But extra tariffs on European wine could be a boon for producers from other regions who are ready to fill China’s empty glasses if the trade spat drags on.

China has accused Europe of flooding the country with cheap wine. Currently, all imported wines to China are subject to taxes that amount to about 48% of the declared value. A punitive tariff would be charged in addition to that rate if China’s antidumping probe concludes unfavorably for the EU.

Ian Park, chief executive of importer Summergate Wines, said that domestic Chinese wine producers have been complaining for months that cheap wine from Europe, especially Spain, has invaded the Chinese market. Only in the past year, he said, have cheap Spanish wines appeared on supermarket shelves at the equivalent of $3 a bottle.

“This runs deeper than solar panels,” he said.

The big beneficiaries of the trade spat will be Chile and New Zealand, he said, because both countries have bilateral free-trade agreements with China over wine.

Mr. Liu of Yes My Wine said he expects a major increase in the tariffs and estimates his current tax payment would double, pushing drinkers to simply switch to other countries’ wines.

“We are looking more into suppliers from other countries like Australia, the U.S. and Chile,” Mr. Liu said. “The market won’t change. People will drink. But the structure of the market would change a lot.”

China imported 266 million liters of bottled wine last year, an increase of 10% from the previous year, with more than two-thirds coming from the EU, according to an industry data provider, International Wine and Spirit Research. China has a particular fondness for French wines, which made up 48% of imported bottles.

Should extra taxes turn Chinese drinkers away from Europe, that could open the door for California, whose wine industry has been heavily marketing itself to try to break into the China market. The state’s wine industry in April even joined a trade mission to China with Gov. Jerry Brown.

“Half of the drinking population in China isn’t even aware that California makes wines, so we’re still building awareness,” said Linsey Gallagher, director of international marketing at Wine Institute, a group that represents California wineries. “If we are cheaper than Old World wines, especially France, then we are poised to benefit.”

Meanwhile, fine-wine merchants in Hong Kong who deal in prestigious bottles from France’s Bordeaux and Burgundy regions say the increased duty would be negligible on their business.

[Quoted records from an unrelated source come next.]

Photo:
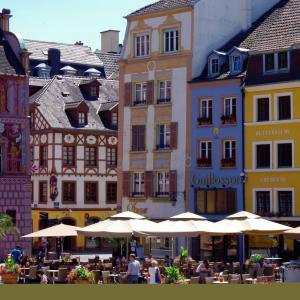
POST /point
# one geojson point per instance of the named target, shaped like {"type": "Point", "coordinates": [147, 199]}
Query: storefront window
{"type": "Point", "coordinates": [218, 201]}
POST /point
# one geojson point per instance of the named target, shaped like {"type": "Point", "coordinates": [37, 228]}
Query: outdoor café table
{"type": "Point", "coordinates": [52, 273]}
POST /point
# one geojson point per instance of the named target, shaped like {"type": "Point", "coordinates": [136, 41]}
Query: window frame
{"type": "Point", "coordinates": [43, 182]}
{"type": "Point", "coordinates": [146, 42]}
{"type": "Point", "coordinates": [106, 199]}
{"type": "Point", "coordinates": [176, 40]}
{"type": "Point", "coordinates": [86, 183]}
{"type": "Point", "coordinates": [254, 155]}
{"type": "Point", "coordinates": [74, 183]}
{"type": "Point", "coordinates": [276, 143]}
{"type": "Point", "coordinates": [73, 164]}
{"type": "Point", "coordinates": [276, 106]}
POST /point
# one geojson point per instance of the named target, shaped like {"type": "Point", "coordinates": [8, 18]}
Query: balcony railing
{"type": "Point", "coordinates": [228, 162]}
{"type": "Point", "coordinates": [202, 121]}
{"type": "Point", "coordinates": [163, 100]}
{"type": "Point", "coordinates": [228, 119]}
{"type": "Point", "coordinates": [139, 102]}
{"type": "Point", "coordinates": [204, 162]}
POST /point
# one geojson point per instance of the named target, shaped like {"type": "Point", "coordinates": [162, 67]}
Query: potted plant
{"type": "Point", "coordinates": [173, 276]}
{"type": "Point", "coordinates": [9, 271]}
{"type": "Point", "coordinates": [80, 275]}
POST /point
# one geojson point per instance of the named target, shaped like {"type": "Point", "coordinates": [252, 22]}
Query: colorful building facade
{"type": "Point", "coordinates": [217, 185]}
{"type": "Point", "coordinates": [15, 187]}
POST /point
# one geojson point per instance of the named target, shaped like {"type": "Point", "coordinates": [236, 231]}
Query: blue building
{"type": "Point", "coordinates": [217, 179]}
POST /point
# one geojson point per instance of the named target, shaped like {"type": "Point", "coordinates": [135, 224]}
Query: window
{"type": "Point", "coordinates": [285, 203]}
{"type": "Point", "coordinates": [43, 156]}
{"type": "Point", "coordinates": [219, 201]}
{"type": "Point", "coordinates": [263, 156]}
{"type": "Point", "coordinates": [163, 137]}
{"type": "Point", "coordinates": [162, 184]}
{"type": "Point", "coordinates": [214, 66]}
{"type": "Point", "coordinates": [91, 192]}
{"type": "Point", "coordinates": [276, 61]}
{"type": "Point", "coordinates": [205, 154]}
{"type": "Point", "coordinates": [111, 158]}
{"type": "Point", "coordinates": [236, 63]}
{"type": "Point", "coordinates": [69, 192]}
{"type": "Point", "coordinates": [205, 112]}
{"type": "Point", "coordinates": [93, 91]}
{"type": "Point", "coordinates": [269, 62]}
{"type": "Point", "coordinates": [90, 156]}
{"type": "Point", "coordinates": [263, 203]}
{"type": "Point", "coordinates": [263, 109]}
{"type": "Point", "coordinates": [171, 40]}
{"type": "Point", "coordinates": [69, 156]}
{"type": "Point", "coordinates": [138, 138]}
{"type": "Point", "coordinates": [282, 60]}
{"type": "Point", "coordinates": [164, 91]}
{"type": "Point", "coordinates": [111, 192]}
{"type": "Point", "coordinates": [13, 214]}
{"type": "Point", "coordinates": [81, 119]}
{"type": "Point", "coordinates": [285, 155]}
{"type": "Point", "coordinates": [229, 154]}
{"type": "Point", "coordinates": [284, 107]}
{"type": "Point", "coordinates": [1, 160]}
{"type": "Point", "coordinates": [138, 185]}
{"type": "Point", "coordinates": [142, 44]}
{"type": "Point", "coordinates": [229, 116]}
{"type": "Point", "coordinates": [114, 119]}
{"type": "Point", "coordinates": [43, 192]}
{"type": "Point", "coordinates": [140, 93]}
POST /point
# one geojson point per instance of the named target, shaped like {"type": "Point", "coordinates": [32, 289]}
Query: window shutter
{"type": "Point", "coordinates": [150, 92]}
{"type": "Point", "coordinates": [126, 184]}
{"type": "Point", "coordinates": [174, 135]}
{"type": "Point", "coordinates": [173, 184]}
{"type": "Point", "coordinates": [128, 94]}
{"type": "Point", "coordinates": [149, 184]}
{"type": "Point", "coordinates": [142, 132]}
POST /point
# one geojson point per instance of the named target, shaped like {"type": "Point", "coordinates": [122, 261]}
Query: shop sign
{"type": "Point", "coordinates": [212, 179]}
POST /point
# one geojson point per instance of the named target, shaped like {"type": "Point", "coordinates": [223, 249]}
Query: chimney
{"type": "Point", "coordinates": [4, 19]}
{"type": "Point", "coordinates": [54, 61]}
{"type": "Point", "coordinates": [110, 41]}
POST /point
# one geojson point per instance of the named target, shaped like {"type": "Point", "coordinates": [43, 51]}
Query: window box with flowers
{"type": "Point", "coordinates": [204, 121]}
{"type": "Point", "coordinates": [9, 272]}
{"type": "Point", "coordinates": [228, 162]}
{"type": "Point", "coordinates": [228, 119]}
{"type": "Point", "coordinates": [204, 162]}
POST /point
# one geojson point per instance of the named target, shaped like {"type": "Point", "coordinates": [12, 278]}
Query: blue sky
{"type": "Point", "coordinates": [69, 21]}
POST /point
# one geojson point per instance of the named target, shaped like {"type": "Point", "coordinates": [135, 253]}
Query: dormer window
{"type": "Point", "coordinates": [276, 62]}
{"type": "Point", "coordinates": [93, 91]}
{"type": "Point", "coordinates": [82, 119]}
{"type": "Point", "coordinates": [214, 66]}
{"type": "Point", "coordinates": [236, 63]}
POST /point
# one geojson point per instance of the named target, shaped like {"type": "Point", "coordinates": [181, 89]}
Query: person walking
{"type": "Point", "coordinates": [133, 271]}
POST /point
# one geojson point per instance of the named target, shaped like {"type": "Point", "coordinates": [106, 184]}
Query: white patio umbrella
{"type": "Point", "coordinates": [248, 223]}
{"type": "Point", "coordinates": [123, 225]}
{"type": "Point", "coordinates": [58, 231]}
{"type": "Point", "coordinates": [293, 234]}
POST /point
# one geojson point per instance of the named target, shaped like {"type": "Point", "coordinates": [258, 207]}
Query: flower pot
{"type": "Point", "coordinates": [9, 278]}
{"type": "Point", "coordinates": [82, 281]}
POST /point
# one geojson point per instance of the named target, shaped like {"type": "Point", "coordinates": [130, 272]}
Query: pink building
{"type": "Point", "coordinates": [15, 184]}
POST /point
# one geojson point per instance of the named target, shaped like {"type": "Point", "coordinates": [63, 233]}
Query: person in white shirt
{"type": "Point", "coordinates": [154, 273]}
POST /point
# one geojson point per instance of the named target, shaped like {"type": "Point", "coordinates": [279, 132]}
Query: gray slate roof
{"type": "Point", "coordinates": [110, 60]}
{"type": "Point", "coordinates": [51, 101]}
{"type": "Point", "coordinates": [75, 54]}
{"type": "Point", "coordinates": [163, 5]}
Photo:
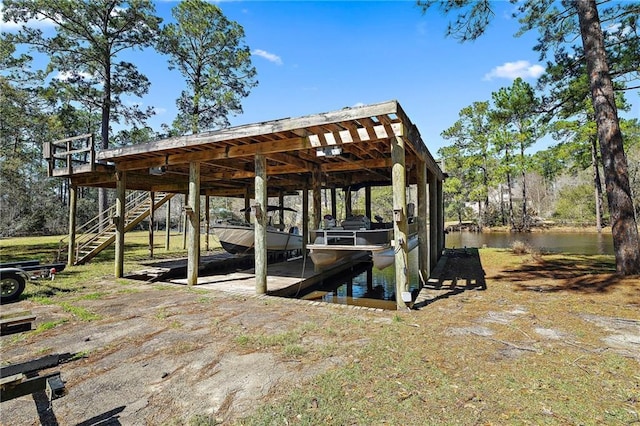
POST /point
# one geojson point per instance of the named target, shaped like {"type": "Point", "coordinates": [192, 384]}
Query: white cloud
{"type": "Point", "coordinates": [513, 70]}
{"type": "Point", "coordinates": [11, 26]}
{"type": "Point", "coordinates": [271, 57]}
{"type": "Point", "coordinates": [65, 75]}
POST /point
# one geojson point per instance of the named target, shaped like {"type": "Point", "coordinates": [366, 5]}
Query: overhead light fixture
{"type": "Point", "coordinates": [157, 171]}
{"type": "Point", "coordinates": [332, 151]}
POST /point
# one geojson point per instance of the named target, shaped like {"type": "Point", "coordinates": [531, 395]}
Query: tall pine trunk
{"type": "Point", "coordinates": [597, 183]}
{"type": "Point", "coordinates": [626, 243]}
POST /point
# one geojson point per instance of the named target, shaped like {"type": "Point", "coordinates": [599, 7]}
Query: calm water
{"type": "Point", "coordinates": [371, 287]}
{"type": "Point", "coordinates": [555, 242]}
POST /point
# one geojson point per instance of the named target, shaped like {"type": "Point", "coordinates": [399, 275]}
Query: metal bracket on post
{"type": "Point", "coordinates": [257, 210]}
{"type": "Point", "coordinates": [55, 388]}
{"type": "Point", "coordinates": [397, 215]}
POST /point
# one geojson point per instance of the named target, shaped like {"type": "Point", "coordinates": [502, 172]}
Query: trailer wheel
{"type": "Point", "coordinates": [12, 286]}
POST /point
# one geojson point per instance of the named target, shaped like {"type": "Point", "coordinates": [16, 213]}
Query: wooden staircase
{"type": "Point", "coordinates": [96, 235]}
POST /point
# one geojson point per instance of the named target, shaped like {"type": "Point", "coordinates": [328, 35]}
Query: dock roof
{"type": "Point", "coordinates": [347, 147]}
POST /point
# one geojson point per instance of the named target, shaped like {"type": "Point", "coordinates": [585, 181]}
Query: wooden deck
{"type": "Point", "coordinates": [283, 278]}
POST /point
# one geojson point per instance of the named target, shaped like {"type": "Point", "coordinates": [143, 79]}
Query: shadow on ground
{"type": "Point", "coordinates": [458, 270]}
{"type": "Point", "coordinates": [574, 273]}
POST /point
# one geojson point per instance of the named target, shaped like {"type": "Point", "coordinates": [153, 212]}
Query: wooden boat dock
{"type": "Point", "coordinates": [235, 274]}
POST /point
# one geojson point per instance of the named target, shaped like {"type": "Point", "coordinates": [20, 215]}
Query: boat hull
{"type": "Point", "coordinates": [240, 239]}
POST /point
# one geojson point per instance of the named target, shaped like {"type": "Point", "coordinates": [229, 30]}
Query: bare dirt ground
{"type": "Point", "coordinates": [161, 352]}
{"type": "Point", "coordinates": [164, 354]}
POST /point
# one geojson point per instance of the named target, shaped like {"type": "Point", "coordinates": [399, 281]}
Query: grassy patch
{"type": "Point", "coordinates": [48, 325]}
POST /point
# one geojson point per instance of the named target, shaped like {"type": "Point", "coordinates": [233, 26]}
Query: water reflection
{"type": "Point", "coordinates": [364, 286]}
{"type": "Point", "coordinates": [546, 242]}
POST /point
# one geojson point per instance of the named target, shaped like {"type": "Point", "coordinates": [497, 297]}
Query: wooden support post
{"type": "Point", "coordinates": [73, 212]}
{"type": "Point", "coordinates": [440, 217]}
{"type": "Point", "coordinates": [281, 205]}
{"type": "Point", "coordinates": [423, 228]}
{"type": "Point", "coordinates": [348, 208]}
{"type": "Point", "coordinates": [185, 219]}
{"type": "Point", "coordinates": [207, 222]}
{"type": "Point", "coordinates": [167, 236]}
{"type": "Point", "coordinates": [192, 211]}
{"type": "Point", "coordinates": [334, 203]}
{"type": "Point", "coordinates": [433, 220]}
{"type": "Point", "coordinates": [367, 202]}
{"type": "Point", "coordinates": [152, 212]}
{"type": "Point", "coordinates": [121, 189]}
{"type": "Point", "coordinates": [316, 185]}
{"type": "Point", "coordinates": [260, 227]}
{"type": "Point", "coordinates": [247, 205]}
{"type": "Point", "coordinates": [305, 219]}
{"type": "Point", "coordinates": [399, 179]}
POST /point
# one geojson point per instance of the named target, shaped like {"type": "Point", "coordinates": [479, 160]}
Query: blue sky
{"type": "Point", "coordinates": [314, 57]}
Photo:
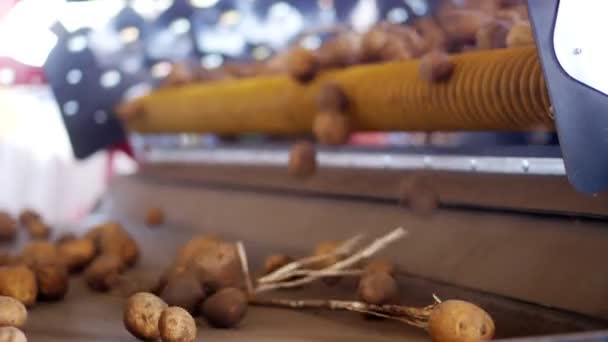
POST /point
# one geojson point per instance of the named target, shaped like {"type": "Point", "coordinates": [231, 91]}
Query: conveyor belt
{"type": "Point", "coordinates": [490, 90]}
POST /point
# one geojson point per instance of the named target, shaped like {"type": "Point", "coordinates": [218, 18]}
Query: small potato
{"type": "Point", "coordinates": [196, 245]}
{"type": "Point", "coordinates": [76, 254]}
{"type": "Point", "coordinates": [379, 266]}
{"type": "Point", "coordinates": [326, 248]}
{"type": "Point", "coordinates": [141, 315]}
{"type": "Point", "coordinates": [37, 252]}
{"type": "Point", "coordinates": [302, 160]}
{"type": "Point", "coordinates": [176, 325]}
{"type": "Point", "coordinates": [332, 98]}
{"type": "Point", "coordinates": [460, 321]}
{"type": "Point", "coordinates": [19, 282]}
{"type": "Point", "coordinates": [226, 308]}
{"type": "Point", "coordinates": [52, 280]}
{"type": "Point", "coordinates": [184, 291]}
{"type": "Point", "coordinates": [520, 35]}
{"type": "Point", "coordinates": [331, 128]}
{"type": "Point", "coordinates": [155, 216]}
{"type": "Point", "coordinates": [8, 227]}
{"type": "Point", "coordinates": [378, 288]}
{"type": "Point", "coordinates": [436, 66]}
{"type": "Point", "coordinates": [275, 261]}
{"type": "Point", "coordinates": [12, 312]}
{"type": "Point", "coordinates": [302, 65]}
{"type": "Point", "coordinates": [12, 334]}
{"type": "Point", "coordinates": [219, 268]}
{"type": "Point", "coordinates": [103, 273]}
{"type": "Point", "coordinates": [65, 237]}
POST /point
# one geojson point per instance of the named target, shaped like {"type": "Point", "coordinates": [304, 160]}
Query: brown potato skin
{"type": "Point", "coordinates": [176, 325]}
{"type": "Point", "coordinates": [12, 334]}
{"type": "Point", "coordinates": [19, 282]}
{"type": "Point", "coordinates": [52, 280]}
{"type": "Point", "coordinates": [141, 315]}
{"type": "Point", "coordinates": [218, 268]}
{"type": "Point", "coordinates": [378, 288]}
{"type": "Point", "coordinates": [76, 254]}
{"type": "Point", "coordinates": [12, 312]}
{"type": "Point", "coordinates": [226, 308]}
{"type": "Point", "coordinates": [460, 321]}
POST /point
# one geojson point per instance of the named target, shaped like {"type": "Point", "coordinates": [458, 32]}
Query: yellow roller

The bigger problem for them is Beijing’s crackdown on smuggling.

Hong Kong has emerged as a regional wine hub, largely because wines are significantly cheaper as the former British colony doesn’t charge import duties. The city’s merchants say a large portion of the wines sold are bought by wealthy mainland Chinese clients who then hire individuals to smuggle them across the border.

According to Greg Brossard at wine merchant Goedhuis & Co. in Hong Kong, the mainland Chinese government has been more vigilant during the past six months in checking individuals who cross the border multiple times, and is on the lookout for illegal cargo.

The crackdown has damped sales, Mr. Brossard said. “A part of our business is affected by that,” he said.